The Unseen Festival 2018: Camera Lessons. Tuesday, September 4, 7:30pm

T H E  U N S E E N  F E S T I V A L  2018

Camera Lessons

Join us on Tuesday, September 4, 7:30pm for night 4 of the Unseen Festival. We will screen work by Karen Akerman and Miguel Seabra Lopes, and Bernd Lützeler. Preceding the screening will be a reading, curated by Diana Nguyen, featuring Emelia Kamaldulski and Lara E. Wilber.

Outubro Acabou (October is Over) –  Karen Akerman & Miguel Seabra Lopes – Brazil/Portugal – 2015 – 24 min

Beside the savage desire to realize the enormities which he brooded on, nothing was sacred. http://cargocollective.com/migka/outubro-acabou

Karen Akerman and Miguel Seabra Lopes have worked together since 2010 with fiction, documentary, experimental, and expanded cinema.

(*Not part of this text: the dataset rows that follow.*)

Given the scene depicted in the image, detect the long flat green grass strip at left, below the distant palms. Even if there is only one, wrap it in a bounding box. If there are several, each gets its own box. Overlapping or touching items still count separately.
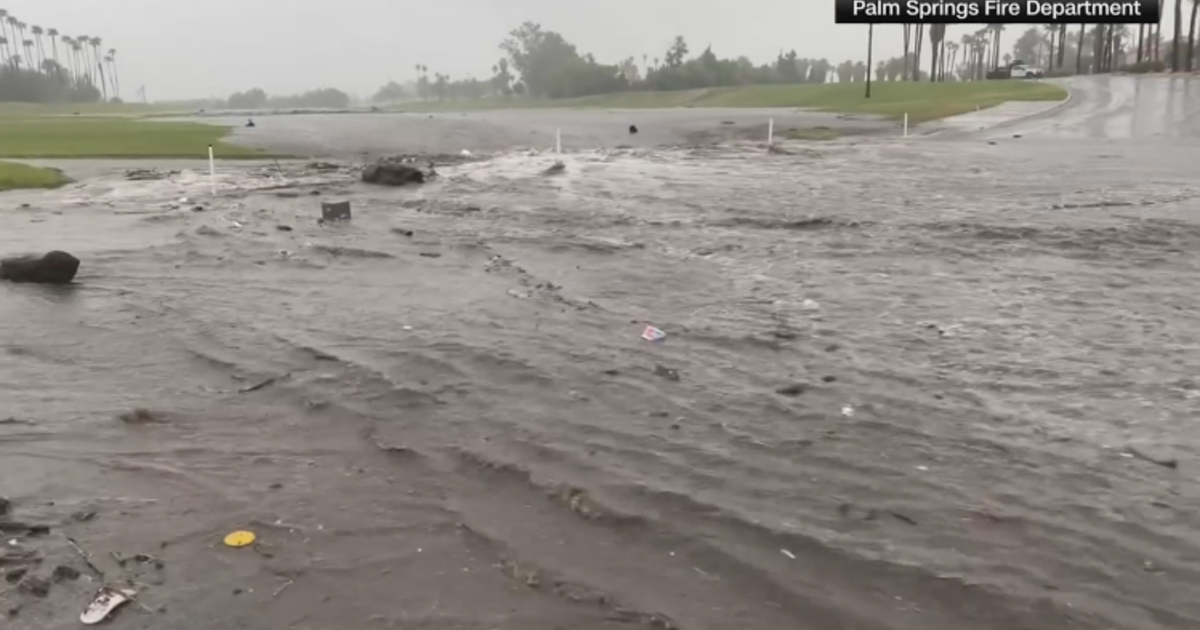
[0,113,272,160]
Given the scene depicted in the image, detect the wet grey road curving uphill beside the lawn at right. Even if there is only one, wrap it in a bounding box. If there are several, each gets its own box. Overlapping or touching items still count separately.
[983,76,1200,145]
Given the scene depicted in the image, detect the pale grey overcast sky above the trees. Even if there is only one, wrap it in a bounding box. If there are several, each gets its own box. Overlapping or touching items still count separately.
[0,0,1168,100]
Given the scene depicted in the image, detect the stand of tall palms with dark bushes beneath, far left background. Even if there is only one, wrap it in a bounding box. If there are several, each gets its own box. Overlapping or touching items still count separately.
[0,8,120,103]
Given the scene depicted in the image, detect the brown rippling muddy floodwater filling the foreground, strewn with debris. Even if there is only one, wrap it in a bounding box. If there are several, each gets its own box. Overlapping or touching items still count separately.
[0,140,1200,630]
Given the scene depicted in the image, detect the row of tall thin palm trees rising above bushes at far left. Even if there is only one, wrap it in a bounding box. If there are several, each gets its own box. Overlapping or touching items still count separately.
[0,8,121,101]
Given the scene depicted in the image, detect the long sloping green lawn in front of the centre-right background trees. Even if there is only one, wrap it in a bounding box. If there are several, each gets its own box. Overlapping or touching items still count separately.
[394,80,1067,122]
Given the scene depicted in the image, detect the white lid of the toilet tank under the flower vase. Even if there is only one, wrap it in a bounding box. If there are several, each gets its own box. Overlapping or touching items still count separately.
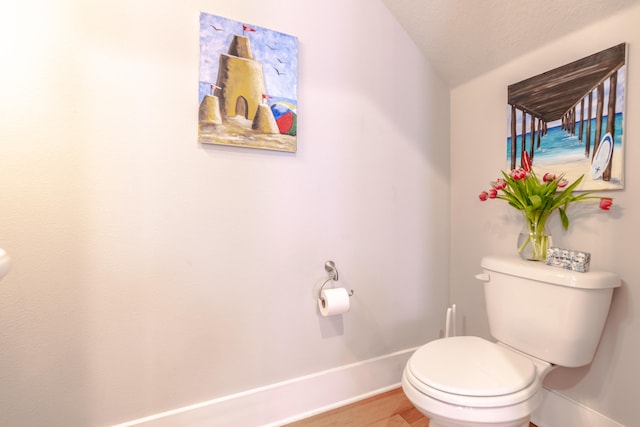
[480,255,620,289]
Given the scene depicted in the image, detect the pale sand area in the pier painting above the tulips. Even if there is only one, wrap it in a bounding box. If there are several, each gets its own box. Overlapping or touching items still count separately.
[533,147,624,191]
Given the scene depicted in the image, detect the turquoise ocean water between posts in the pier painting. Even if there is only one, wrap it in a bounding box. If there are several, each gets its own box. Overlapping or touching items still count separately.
[507,113,622,166]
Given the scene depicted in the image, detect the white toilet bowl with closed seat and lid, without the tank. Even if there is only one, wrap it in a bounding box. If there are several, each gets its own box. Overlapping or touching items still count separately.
[402,336,553,427]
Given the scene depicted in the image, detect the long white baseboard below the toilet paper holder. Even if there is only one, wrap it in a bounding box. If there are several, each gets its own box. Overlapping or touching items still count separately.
[115,348,416,427]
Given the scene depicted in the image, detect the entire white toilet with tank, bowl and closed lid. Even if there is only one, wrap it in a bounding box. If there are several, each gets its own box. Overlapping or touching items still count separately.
[402,256,620,427]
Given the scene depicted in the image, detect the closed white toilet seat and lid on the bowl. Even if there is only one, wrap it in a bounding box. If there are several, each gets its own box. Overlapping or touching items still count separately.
[405,336,539,408]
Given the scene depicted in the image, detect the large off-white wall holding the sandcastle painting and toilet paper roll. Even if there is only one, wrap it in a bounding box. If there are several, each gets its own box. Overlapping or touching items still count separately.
[0,0,450,426]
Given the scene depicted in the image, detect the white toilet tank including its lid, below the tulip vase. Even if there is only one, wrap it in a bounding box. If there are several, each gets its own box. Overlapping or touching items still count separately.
[476,256,620,367]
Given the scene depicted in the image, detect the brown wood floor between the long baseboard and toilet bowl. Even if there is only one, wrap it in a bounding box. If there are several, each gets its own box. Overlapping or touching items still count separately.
[287,389,536,427]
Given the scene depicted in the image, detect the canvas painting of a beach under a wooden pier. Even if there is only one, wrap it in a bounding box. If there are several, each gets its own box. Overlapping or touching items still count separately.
[507,43,627,191]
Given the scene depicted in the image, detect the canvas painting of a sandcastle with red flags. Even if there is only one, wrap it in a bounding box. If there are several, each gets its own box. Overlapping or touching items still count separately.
[198,13,298,152]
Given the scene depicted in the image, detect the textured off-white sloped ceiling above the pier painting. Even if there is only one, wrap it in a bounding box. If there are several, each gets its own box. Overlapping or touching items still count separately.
[383,0,640,88]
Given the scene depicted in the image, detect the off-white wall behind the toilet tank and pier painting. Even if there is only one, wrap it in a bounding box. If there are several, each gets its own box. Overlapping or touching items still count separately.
[451,6,640,426]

Camera ThreatBernd Lützeler – Germany/India – 2017 – 30 min

Somewhere in the rather dreary spheres of Mumbai’s film industry, stuck between star-cult, superstition and the daily gridlock, Camera Threat explores the ambivalent, and sometimes paranoid relationship that this film city has with the moving image as such. Seated on a casting couch, two actors are getting trapped in their impromptu conversations on the unwanted side effects of a world that no longer bothers to tell facts from fiction. An expanded multi-genre film within the constraints of the so-called Masala Formula popularly known from Indian cinema.

 

Bernd Lützeler: “In my films, installations and expanded cinema works I often explore the techniques of moving image production and presentation in interrelation with their form and perception. Therefore, loops, found footage and the disclosure of DIY- and analogue technologies have become an integral part of my work. I am an active member of the artist-run filmlab LaborBerlin e.V., a space where filmmakers can process, edit and copy their own films on 8 and 16mm celluloid film. Another strong influence in my work are the aesthetics of popular Indian culture. Over the last sixteen years I have spent a significant amount of time in Mumbai where some of my projects were produced. What fascinates me, is seeing universal global themes like urban angst, mass media or migration gaining an emphasis against the backdrop of inequality and overpopulation in contemporary urban India.” – BL

Reading Curator and Readers

Diana Khoi Nguyen’s debut collection, Ghost Of (Omnidawn, 2018), was selected by Terrance Hayes for the Omnidawn Open Contest. She is a poet and multimedia artist whose work has appeared in PoetryAmerican Poetry Review, Boston Review, and PEN America, among others. In addition to winning the 92Y “Discovery” / Boston Review Poetry Contest, she has received awards and scholarships from the Academy of American Poets, Bread Loaf Writers Conference, and Provincetown Fine Arts Work Center. Currently, she lives in Denver where she is pursuing a PhD in creative writing and teaches in the Daniels College of Business at the University of Denver. www.dianakhoinguyen.com
Emelia Kamadulski is a second-year student pursuing a BA in English at the University of Denver. As a newly emerging poet and fiction writer, she is eager to push and pluck at genre boundaries, to unravel the familiar, and weave anew with its thread. Born in St. Louis, Missouri, Emelia divided most of her childhood and adolescence between Seattle, Washington and Denver, Colorado. Emelia is thrilled to debut at the Unseen Festival and further explore Denver’s vibrant creative community.
Lara E. Wilber grew up in rural southwestern Colorado, splitting her time between the woods and the library where her mother worked. Her poetry has been published in several journals and an anthology of horse poetry, Cadence of Hooves. She shares a home in Denver with two ginger rescue dogs.